La réédition de Bandes Originales à l’honneur en 2016 #Reissue

En cette fin de novembre, le temps de bilans (musicaux) de l’année commence, et le moins qu’on puisse dire c’est que 2016 aura été faste pour les Bandes Originales de films et de séries. A titre d’exemple la BO de Sucid Squad est classé 10em dans le Billboard 200 et ce 15 semaines après sa sortie, tandis que la B.O. de la Stranger Things cartonne, figurant parmi les best sellers de bon nombre de disquaires, notamment outre-manche, et obtenant l’excellente note de 8 par Pitchfork. Le succès du disque a même permis à ses deux compositeurs Kyle Dixon & Michael Stein d’aller le défendre sur scène lors de plusieurs dates mondiales, fait assez rare dans le monde des séries pour le noter.

Mais 2016 aura aussi brillé par le nombre de rééditions de BO qu’elle a vu naître. Parfois cette réédition célèbre l’anniversaire du film comme Drive qui fête ses cinq ans avec un vinyle reprenant l’ensemble de la Bande Original du film ; les créations de Cliff Martinez comme les morceaux « empruntés ».  Dans d’autres cas la réédition de la BO accompagne l’annonce d’une suite, comme Trainspotting. La soundtrack culte et irréprochable du film tout aussi culte se permet donc un relifting en 2 vinyles oranges. Coup double puisque cette réédition officie autant de coup de communication pour Trainspotting 2 que de réponse au fan demandant un repress de la BO alors épuisée. Il en est de même pour  Twin Peaks, série télévisée créée par David Lynch qui fera son retour sur nos écrans en 2017 pour une saison 3 tant attendue, et qui, pour faire patienter les fans, a réédité pour la première fois depuis 25 ans la bande originale imaginée par le compositeur de génie Angelo Badalamenti.
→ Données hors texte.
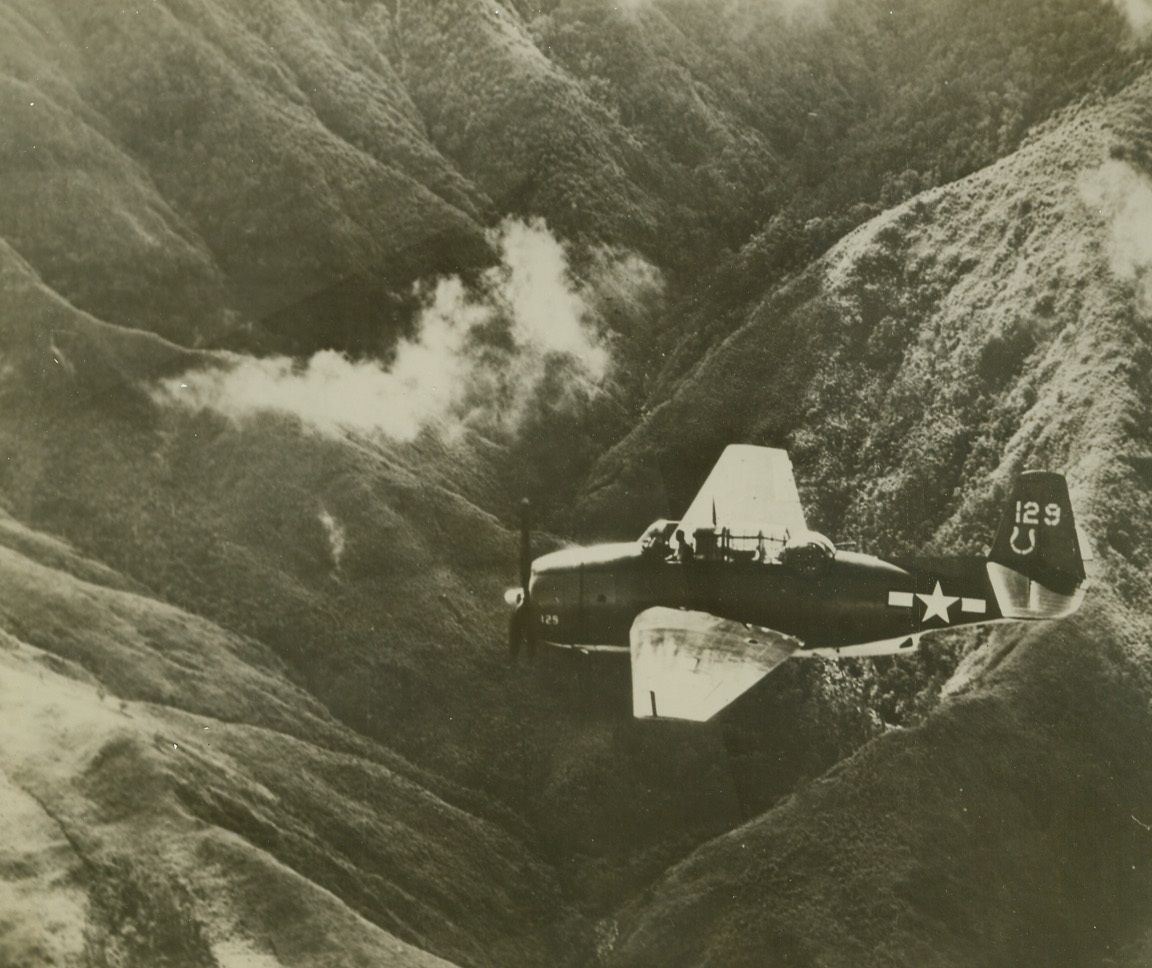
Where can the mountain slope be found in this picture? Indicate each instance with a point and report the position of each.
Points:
(203, 809)
(977, 331)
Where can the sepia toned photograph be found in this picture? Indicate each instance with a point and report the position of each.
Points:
(575, 484)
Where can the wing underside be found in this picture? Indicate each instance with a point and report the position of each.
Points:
(690, 665)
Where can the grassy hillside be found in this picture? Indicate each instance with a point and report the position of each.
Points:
(979, 330)
(192, 543)
(176, 798)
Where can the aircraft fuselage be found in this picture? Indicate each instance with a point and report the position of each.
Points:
(848, 604)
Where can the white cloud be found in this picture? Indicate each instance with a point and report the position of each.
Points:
(1137, 12)
(1122, 197)
(478, 354)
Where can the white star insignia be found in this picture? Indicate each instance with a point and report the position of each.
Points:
(937, 604)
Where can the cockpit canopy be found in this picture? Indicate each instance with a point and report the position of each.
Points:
(806, 550)
(657, 538)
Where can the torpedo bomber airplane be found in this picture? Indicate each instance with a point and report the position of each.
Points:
(711, 604)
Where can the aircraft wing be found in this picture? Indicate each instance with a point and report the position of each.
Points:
(690, 665)
(750, 490)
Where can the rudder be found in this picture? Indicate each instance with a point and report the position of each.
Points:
(1036, 562)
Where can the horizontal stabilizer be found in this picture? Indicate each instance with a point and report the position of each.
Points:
(690, 665)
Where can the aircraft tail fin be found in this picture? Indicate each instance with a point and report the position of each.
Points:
(1036, 565)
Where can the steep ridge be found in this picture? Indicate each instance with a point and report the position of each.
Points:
(263, 178)
(376, 583)
(974, 332)
(175, 798)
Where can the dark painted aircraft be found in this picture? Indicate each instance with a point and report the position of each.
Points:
(711, 604)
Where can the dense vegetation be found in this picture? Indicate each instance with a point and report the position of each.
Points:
(888, 236)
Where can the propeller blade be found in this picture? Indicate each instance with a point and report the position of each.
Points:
(525, 545)
(520, 628)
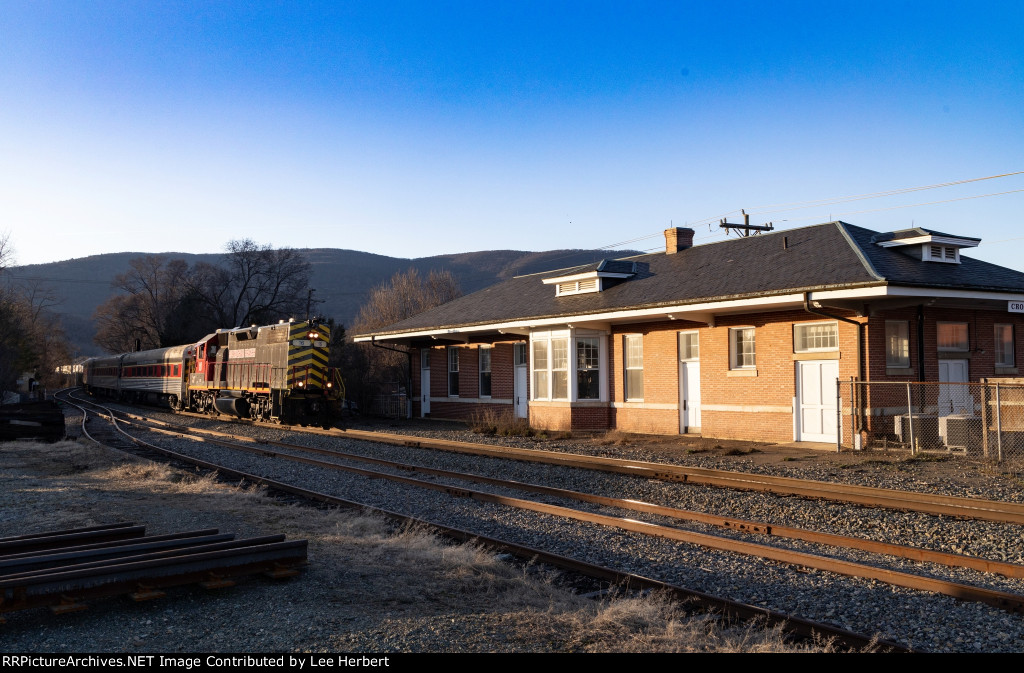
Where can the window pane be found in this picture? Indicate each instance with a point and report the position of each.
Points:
(588, 384)
(634, 367)
(540, 354)
(541, 384)
(1005, 345)
(559, 353)
(816, 337)
(587, 352)
(897, 343)
(588, 379)
(453, 371)
(634, 384)
(688, 345)
(560, 385)
(742, 348)
(484, 372)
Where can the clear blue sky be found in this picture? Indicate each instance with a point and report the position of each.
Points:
(421, 128)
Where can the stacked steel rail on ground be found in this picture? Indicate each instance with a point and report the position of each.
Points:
(62, 569)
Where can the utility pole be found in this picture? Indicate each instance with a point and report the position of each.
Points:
(745, 228)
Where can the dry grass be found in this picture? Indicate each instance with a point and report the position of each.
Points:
(503, 424)
(369, 587)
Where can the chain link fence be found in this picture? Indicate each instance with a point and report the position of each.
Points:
(980, 420)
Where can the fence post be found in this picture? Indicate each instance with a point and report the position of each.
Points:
(909, 418)
(839, 419)
(854, 435)
(998, 424)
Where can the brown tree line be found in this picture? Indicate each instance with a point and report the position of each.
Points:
(164, 302)
(31, 337)
(371, 370)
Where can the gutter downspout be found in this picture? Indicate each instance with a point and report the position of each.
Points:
(860, 349)
(409, 367)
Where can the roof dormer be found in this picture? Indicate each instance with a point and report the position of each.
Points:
(586, 280)
(927, 245)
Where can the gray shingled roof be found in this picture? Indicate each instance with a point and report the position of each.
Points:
(834, 255)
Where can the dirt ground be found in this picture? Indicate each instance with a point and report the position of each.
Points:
(368, 587)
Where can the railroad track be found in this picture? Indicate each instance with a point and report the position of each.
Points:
(990, 510)
(795, 625)
(1005, 600)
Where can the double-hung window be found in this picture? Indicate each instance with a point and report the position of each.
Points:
(484, 371)
(542, 376)
(551, 368)
(898, 343)
(741, 351)
(1005, 345)
(633, 355)
(453, 372)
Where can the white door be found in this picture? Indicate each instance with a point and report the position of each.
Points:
(816, 401)
(689, 382)
(424, 381)
(954, 398)
(519, 382)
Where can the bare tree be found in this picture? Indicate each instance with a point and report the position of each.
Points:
(31, 336)
(255, 284)
(403, 296)
(150, 308)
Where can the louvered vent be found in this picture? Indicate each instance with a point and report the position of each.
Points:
(579, 287)
(942, 253)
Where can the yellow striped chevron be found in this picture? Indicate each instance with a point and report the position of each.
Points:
(306, 360)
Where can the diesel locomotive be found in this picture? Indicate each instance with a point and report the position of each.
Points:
(273, 373)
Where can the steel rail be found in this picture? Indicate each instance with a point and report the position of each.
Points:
(991, 510)
(122, 532)
(196, 546)
(790, 624)
(100, 545)
(36, 562)
(1005, 600)
(734, 523)
(23, 593)
(933, 504)
(50, 534)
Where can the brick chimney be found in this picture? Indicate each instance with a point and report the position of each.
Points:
(678, 238)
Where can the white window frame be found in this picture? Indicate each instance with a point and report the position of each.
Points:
(898, 332)
(540, 369)
(481, 371)
(798, 340)
(632, 362)
(1009, 359)
(545, 368)
(955, 348)
(736, 355)
(453, 356)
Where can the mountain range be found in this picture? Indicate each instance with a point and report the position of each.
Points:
(342, 279)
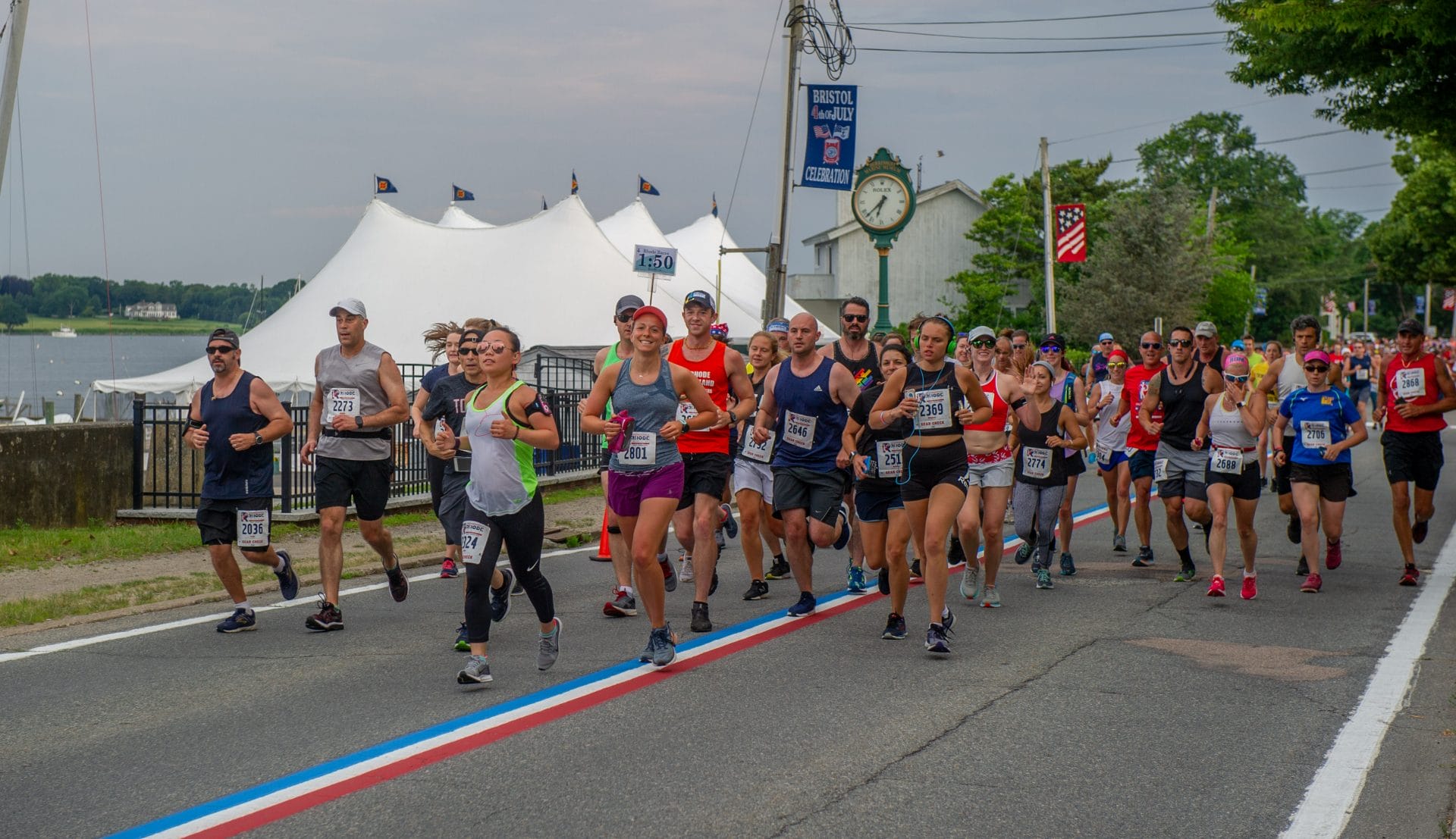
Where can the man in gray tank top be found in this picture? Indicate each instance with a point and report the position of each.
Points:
(359, 396)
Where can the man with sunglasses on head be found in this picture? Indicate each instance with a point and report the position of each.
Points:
(235, 419)
(1142, 444)
(1416, 390)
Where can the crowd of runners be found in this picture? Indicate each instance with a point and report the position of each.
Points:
(893, 457)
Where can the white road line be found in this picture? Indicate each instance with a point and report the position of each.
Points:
(1335, 790)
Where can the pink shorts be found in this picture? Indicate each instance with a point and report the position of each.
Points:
(628, 490)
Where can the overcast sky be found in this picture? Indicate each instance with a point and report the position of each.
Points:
(240, 139)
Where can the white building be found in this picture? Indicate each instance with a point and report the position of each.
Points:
(929, 250)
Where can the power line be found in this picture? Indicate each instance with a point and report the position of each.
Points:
(1028, 19)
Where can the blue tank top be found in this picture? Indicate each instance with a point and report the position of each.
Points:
(811, 424)
(232, 474)
(650, 408)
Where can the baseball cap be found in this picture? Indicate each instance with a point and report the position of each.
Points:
(350, 304)
(699, 299)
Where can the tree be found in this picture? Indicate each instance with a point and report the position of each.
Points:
(1382, 66)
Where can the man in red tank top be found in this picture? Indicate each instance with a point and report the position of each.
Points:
(705, 454)
(1414, 392)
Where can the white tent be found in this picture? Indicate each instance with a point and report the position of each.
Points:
(552, 277)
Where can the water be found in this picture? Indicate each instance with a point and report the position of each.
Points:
(58, 368)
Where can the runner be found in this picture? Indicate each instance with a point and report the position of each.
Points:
(1041, 470)
(884, 525)
(1110, 444)
(989, 471)
(1320, 462)
(1142, 444)
(705, 454)
(1181, 389)
(1416, 390)
(940, 399)
(357, 399)
(1229, 429)
(245, 416)
(804, 402)
(647, 468)
(753, 479)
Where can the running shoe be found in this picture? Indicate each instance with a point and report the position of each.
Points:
(728, 522)
(549, 646)
(845, 531)
(239, 621)
(935, 640)
(327, 618)
(475, 672)
(620, 606)
(287, 579)
(805, 606)
(398, 584)
(501, 598)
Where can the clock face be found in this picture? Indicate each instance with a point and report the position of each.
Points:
(881, 201)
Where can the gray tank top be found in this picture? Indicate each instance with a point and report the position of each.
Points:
(351, 387)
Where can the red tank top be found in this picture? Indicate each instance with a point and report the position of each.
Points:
(712, 374)
(999, 408)
(1414, 383)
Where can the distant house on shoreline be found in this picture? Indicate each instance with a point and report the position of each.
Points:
(152, 311)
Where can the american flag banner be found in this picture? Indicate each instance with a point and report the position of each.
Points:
(1072, 233)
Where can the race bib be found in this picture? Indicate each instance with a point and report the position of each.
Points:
(1036, 463)
(935, 409)
(890, 459)
(1226, 462)
(341, 400)
(253, 528)
(641, 449)
(799, 429)
(1313, 434)
(472, 541)
(1410, 383)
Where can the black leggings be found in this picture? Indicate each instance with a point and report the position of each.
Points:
(522, 533)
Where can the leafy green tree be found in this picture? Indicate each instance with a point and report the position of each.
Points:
(1383, 66)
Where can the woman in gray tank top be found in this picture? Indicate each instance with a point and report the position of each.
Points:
(645, 477)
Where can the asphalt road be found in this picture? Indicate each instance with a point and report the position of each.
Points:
(1117, 704)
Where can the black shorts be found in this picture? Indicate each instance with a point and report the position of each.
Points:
(366, 483)
(928, 468)
(801, 489)
(218, 519)
(704, 473)
(1247, 484)
(1416, 457)
(1335, 481)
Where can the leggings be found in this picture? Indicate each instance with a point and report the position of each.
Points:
(522, 533)
(1036, 503)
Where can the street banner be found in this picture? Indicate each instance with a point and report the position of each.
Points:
(829, 156)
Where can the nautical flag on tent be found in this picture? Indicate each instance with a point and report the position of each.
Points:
(1072, 233)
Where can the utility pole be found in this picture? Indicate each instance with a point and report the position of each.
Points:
(1049, 242)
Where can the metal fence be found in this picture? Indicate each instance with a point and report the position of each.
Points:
(168, 473)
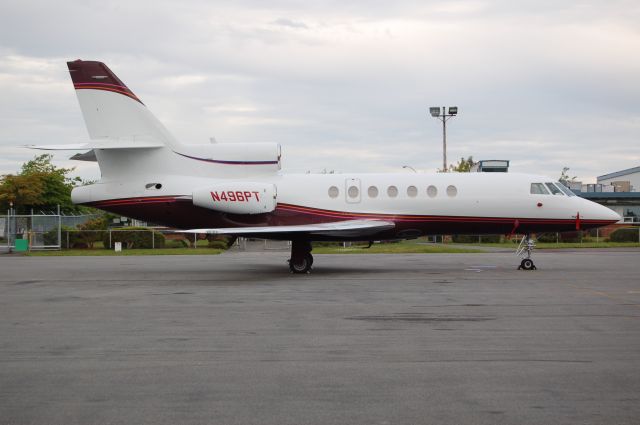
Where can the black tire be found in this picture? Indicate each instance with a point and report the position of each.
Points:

Le label Death Waltz Recording Company, chargé de cette réédition ne s’est pas contenté de presser la musique sur un support mais a donné au projet une véritable identité visuelle : la pochette de l’album reprend le carrelage de la Red Room, tandis que la couleur du vinyle évoque a damn fine cup of coffee.

En réalité, toutes ces rééditions tentent de retranscrire avec plus ou moins de succès l’atmosphère du film à travers des détails graphiques qui peuvent être la pochette, la couleur du disque, le packaging d’un coffret, des posters etc. Le but étant de créer de un objet visuel et musical à part entière dédié aux collectionneurs, et non pas de simplement leur délivrer la musique du film ou de la série avec simplement l’affiche de cette dernière comme graphisme. Et à ce jeu, Mondo remporte la palme.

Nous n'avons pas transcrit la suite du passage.